Training / validation / test split

The prof’s foundational framing for everything in modules 5–11: three partitions, three jobs. Reusing one for another job makes you “too optimistic”, the cardinal sin that motivates the entire resampling module.

Definition (prof’s framing)

Three disjoint subsets of the data with three distinct jobs:

  • Training set: fit the model.
  • Validation set: select among candidate models / pick hyperparameters (model selection).
  • Test set: report final performance (model assessment). “This is the assessment you want to showcase.” - L10-resample-1

“Yeah, it makes sense though, that we would actually need three because these are different goals, to be able to select the model and then also say how good it is.” - L10-resample-1

Notation & setup

  • Common ratios: 60/20/20 or 50/25/25 with abundant data; 80/20 train+test then CV inside the 80% otherwise.
  • Test set is set aside once at the start and not touched until the very end.
  • “Validation” = used to choose between candidates. “Test” = used only to report.

Insights & mental models

  • The data-rich case: if you have lots of data, blindly partition into thirds and skip resampling tricks. Module 5 is for the (more common) case where you can’t afford to throw away 1/3 of the data on a fixed validation block. “Module 5 is about how to do this efficiently, how to create a test and validation set efficiently.” - L10-resample-1
  • The psychological resistance: people refuse to toss 1/3 of their data because “somehow the extra 20% is going to tell us more or something.

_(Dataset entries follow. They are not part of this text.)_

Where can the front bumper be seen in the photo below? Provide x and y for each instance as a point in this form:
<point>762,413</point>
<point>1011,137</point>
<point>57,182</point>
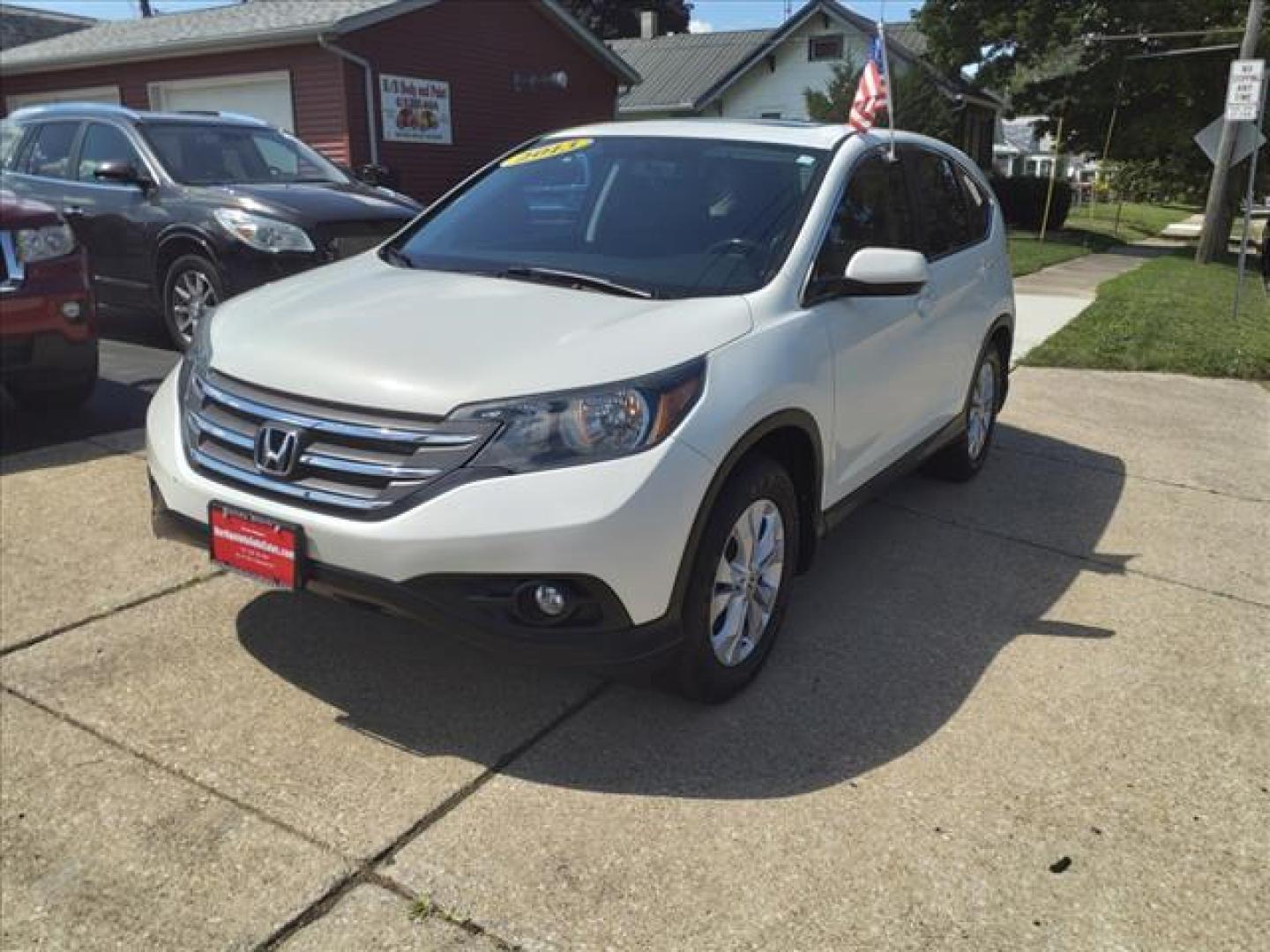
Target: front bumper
<point>615,531</point>
<point>37,339</point>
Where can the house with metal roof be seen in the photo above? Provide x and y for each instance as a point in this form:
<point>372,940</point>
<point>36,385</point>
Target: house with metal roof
<point>430,89</point>
<point>765,74</point>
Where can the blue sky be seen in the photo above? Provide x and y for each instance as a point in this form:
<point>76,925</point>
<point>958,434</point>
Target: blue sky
<point>718,14</point>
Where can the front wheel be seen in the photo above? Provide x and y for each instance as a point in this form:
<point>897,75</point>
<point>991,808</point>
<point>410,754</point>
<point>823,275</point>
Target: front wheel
<point>739,585</point>
<point>192,288</point>
<point>964,457</point>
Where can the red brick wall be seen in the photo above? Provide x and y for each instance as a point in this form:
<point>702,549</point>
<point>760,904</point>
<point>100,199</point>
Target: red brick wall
<point>475,48</point>
<point>317,86</point>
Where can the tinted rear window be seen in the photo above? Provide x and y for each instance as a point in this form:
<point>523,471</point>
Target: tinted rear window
<point>943,216</point>
<point>49,150</point>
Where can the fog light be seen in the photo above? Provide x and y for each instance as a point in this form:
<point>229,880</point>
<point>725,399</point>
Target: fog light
<point>550,599</point>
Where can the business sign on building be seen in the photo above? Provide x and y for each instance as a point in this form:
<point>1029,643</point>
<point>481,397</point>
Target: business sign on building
<point>415,111</point>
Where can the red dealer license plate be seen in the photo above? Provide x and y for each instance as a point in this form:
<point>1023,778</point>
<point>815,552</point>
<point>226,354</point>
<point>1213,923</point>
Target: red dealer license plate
<point>263,548</point>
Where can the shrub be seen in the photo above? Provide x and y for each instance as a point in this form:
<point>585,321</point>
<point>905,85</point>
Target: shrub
<point>1022,201</point>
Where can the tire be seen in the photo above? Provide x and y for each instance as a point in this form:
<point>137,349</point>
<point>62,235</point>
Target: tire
<point>190,286</point>
<point>705,669</point>
<point>60,392</point>
<point>963,458</point>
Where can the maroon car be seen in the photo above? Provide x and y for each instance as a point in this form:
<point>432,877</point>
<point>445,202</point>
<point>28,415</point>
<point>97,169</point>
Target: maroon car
<point>48,319</point>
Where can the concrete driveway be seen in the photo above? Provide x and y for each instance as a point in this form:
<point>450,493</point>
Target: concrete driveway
<point>1029,712</point>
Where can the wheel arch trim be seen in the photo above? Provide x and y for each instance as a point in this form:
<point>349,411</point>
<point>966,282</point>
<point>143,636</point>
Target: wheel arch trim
<point>796,419</point>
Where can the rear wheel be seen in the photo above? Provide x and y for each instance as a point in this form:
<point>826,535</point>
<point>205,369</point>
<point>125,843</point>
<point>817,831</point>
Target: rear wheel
<point>963,458</point>
<point>192,288</point>
<point>739,585</point>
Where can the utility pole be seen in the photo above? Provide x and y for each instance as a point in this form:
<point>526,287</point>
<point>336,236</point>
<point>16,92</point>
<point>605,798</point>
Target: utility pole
<point>1217,221</point>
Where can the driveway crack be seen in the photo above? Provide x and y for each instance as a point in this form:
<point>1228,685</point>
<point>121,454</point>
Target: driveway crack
<point>115,609</point>
<point>1123,473</point>
<point>366,871</point>
<point>1102,565</point>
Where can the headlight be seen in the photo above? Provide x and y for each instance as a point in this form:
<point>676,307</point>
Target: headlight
<point>46,242</point>
<point>263,234</point>
<point>587,426</point>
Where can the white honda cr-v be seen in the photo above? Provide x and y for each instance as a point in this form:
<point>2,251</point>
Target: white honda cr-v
<point>601,400</point>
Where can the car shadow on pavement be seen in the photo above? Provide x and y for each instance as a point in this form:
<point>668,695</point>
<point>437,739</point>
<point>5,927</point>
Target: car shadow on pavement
<point>112,407</point>
<point>886,637</point>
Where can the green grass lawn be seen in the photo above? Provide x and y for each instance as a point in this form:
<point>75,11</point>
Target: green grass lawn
<point>1169,315</point>
<point>1090,230</point>
<point>1137,219</point>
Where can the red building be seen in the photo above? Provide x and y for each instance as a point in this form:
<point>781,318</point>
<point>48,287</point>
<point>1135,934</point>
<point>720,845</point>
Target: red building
<point>444,84</point>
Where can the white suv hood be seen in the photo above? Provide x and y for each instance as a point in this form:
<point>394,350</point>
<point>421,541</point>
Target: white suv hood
<point>369,334</point>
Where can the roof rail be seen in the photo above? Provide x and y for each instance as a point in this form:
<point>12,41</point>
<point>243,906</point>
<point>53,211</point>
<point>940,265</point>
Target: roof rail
<point>74,108</point>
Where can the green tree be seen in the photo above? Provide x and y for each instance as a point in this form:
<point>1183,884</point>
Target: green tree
<point>615,19</point>
<point>1054,57</point>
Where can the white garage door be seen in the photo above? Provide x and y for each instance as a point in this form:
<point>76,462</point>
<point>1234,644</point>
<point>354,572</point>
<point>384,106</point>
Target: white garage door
<point>265,95</point>
<point>93,94</point>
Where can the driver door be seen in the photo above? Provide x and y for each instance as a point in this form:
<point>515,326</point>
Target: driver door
<point>880,343</point>
<point>113,219</point>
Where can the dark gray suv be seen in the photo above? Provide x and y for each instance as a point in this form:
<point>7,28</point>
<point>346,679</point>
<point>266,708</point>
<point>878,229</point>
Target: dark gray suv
<point>181,211</point>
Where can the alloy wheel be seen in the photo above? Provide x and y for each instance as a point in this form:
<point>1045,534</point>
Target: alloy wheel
<point>747,580</point>
<point>983,406</point>
<point>192,297</point>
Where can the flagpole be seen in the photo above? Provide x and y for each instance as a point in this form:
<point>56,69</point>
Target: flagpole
<point>885,72</point>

It generally doesn’t.” - L10-resample-1
  • Why three not two: in earlier modules we only had train + test because we hadn’t yet introduced model selection. Once you’re tuning hyperparameters or comparing methods, the selection step needs its own data.
  • CV replaces the validation set, not the test set. The classic pipeline becomes: (i) split off the test set once; (ii) on the rest, run k-fold CV to pick the model; (iii) refit on all of that “rest” with the chosen hyperparameters; (iv) report performance on the held-out test set. The validation/CV step lives entirely inside the non-test data.

Exam signals

The data-reuse principle (verbatim from L10)

“We will be too optimistic if we report the error on the test set when we have already used it to choose the best model… Don’t do that. I have lots of examples of where people have done that. It’s very sad. It’s very common. It kind of sucks.” - L10-resample-1

The prof followed with the anecdote about a paper that committed exactly this sin, was rejected, and (annoyingly) put his mother’s name on it. “Don’t make the dumb mistakes. Because it’s embarrassing.” - L10-resample-1

Pitfalls

  • Reusing the test set for selection → biased-low performance estimate. The whole module pivots on this.
  • Tuning on the test set “just a little” still counts. Even one peek invalidates the assessment.
  • If you go to the test set and the result disappoints, you cannot go back, change the model, and re-test. That’s the moment of truth for the chosen model, see nested-cv-and-cv-pitfalls.

Scope vs ISLP

  • In scope: the three-partition framing, the data-reuse principle, the motivation for k-fold CV as an efficient validation-set substitute when data is limited.
  • Look up in ISLP: §5.1 (intro paragraphs to chapter 5) gives the same framing more compactly. The whole of ch. 5 is the operationalization via CV.

Exercise instances

No exercise drills the partition concept directly; it’s foundational scaffolding for every CV / regularization / boosting exercise that follows. The closest is CE1 problem 4a (10-fold CV for KNN), which assumes the partition discipline.

How it might appear on the exam

  • True/false on data reuse: “It’s fine to use the test set both to pick a hyperparameter and to report final performance” → false; reusing test for selection biases the assessment downward.
  • Conceptual justification: “Why do we need three partitions instead of two?” → because model selection and model assessment are different jobs; reusing the same set for both inflates the reported performance.
  • Setup prompt for a more involved CV question: “You have 1000 observations and want to compare ridge / lasso / OLS. Sketch the data-handling pipeline.” Expected answer: hold out a test set (say 200), run k-fold CV on the other 800 to pick λ for ridge and lasso, refit each method on all 800 with chosen λ, evaluate on the test 200.